Cyberpunk fiction has typically understated the threat of ElectroMagnetic Pulse (EMP) weapons. Everyone knows that Johnny Silverhand's fancy chrome cyberarm is just a hunk of dead metal once the EMP rolls through, but so what? You buy a new arm, get a new computer, order a new smartgun, and you move on with your life. But as pointed out in a recent Popular Mechanics article about EMP, it's hypothesized that a handful of terrorists using 1940s technology could compose enough electromagnetic bombs to "throw civilization back 200 years," for as little as $400. Electric wires and phone lines will melt, computers will be wiped clean of data, cars and trucks will stop, planes and helicopters will fall from the sky. Civilization will end.

OK, maybe they're overstating the case a little bit, considering the fact that their scenario is fairly low tech. But the fact of the matter is that with a large enough device, or a series of devices, an EMPocalypse could very well be a possibility. And this is exactly the sort of situation proposed in John Carpenter's Escape From L.A..

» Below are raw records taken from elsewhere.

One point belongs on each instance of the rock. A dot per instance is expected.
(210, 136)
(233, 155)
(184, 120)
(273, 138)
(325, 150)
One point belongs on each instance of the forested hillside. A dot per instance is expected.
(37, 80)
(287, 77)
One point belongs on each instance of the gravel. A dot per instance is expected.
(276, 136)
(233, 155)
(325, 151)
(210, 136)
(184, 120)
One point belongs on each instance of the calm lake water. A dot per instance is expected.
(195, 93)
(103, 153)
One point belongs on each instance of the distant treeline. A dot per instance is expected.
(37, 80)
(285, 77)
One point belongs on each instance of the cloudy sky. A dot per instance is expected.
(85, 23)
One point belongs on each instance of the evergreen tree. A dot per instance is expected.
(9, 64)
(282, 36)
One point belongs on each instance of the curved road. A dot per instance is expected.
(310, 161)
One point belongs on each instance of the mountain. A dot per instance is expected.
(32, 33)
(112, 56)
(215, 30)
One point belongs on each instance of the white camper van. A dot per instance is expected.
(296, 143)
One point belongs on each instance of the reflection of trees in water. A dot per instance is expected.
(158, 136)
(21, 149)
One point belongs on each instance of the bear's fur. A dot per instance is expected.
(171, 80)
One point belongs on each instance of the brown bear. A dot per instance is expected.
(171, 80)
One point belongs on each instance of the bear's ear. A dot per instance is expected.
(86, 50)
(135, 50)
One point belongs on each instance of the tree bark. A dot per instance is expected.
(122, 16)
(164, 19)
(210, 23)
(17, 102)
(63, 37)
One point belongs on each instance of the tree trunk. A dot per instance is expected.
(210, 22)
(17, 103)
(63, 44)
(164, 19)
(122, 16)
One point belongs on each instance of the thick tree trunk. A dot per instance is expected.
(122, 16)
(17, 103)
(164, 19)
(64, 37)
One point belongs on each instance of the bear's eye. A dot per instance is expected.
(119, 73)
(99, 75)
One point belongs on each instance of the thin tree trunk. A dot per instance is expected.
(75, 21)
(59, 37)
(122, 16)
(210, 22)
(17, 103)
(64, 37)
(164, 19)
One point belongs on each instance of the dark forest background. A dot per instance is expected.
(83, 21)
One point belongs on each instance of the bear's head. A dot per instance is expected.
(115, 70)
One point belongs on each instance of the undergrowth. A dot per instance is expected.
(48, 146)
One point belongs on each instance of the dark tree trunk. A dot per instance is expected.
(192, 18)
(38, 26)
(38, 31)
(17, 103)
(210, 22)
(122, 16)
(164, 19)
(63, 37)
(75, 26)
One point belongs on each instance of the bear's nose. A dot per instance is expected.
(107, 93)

Escape From Los Angeles (EFLA hereafter) is, of course, a sequel to 1981's Escape From New York, which, of course, kicked off this series (just think how inefficient John Carpenter must be; it only took me a year to get this far, but it took him 15 years). But EFLA is also more than just another sequel; it's like Snow Crash to Neuromancer, like T-2 to the original Terminator, which is to say that it's not just Cyberpunk, but it's Cyberpunk that's aware of itself. With all the in-jokes, tongue-in-cheek references to the first film, and nods to other Cyberpunk authors, it's almost a sort of meta-Cyberpunk. And everything you see on the screen was written and directed with that in mind.

The casual viewer might criticize EFLA for not taking things seriously enough, and to a point these criticisms are justified, because there are certainly moments in the film (as with any film) that are just way too over-the-top ridiculous. Seen as a whole, however, and in relation to its predecessor, other Cyberpunk films and even mythological history, EFLA is a brilliant piece of work.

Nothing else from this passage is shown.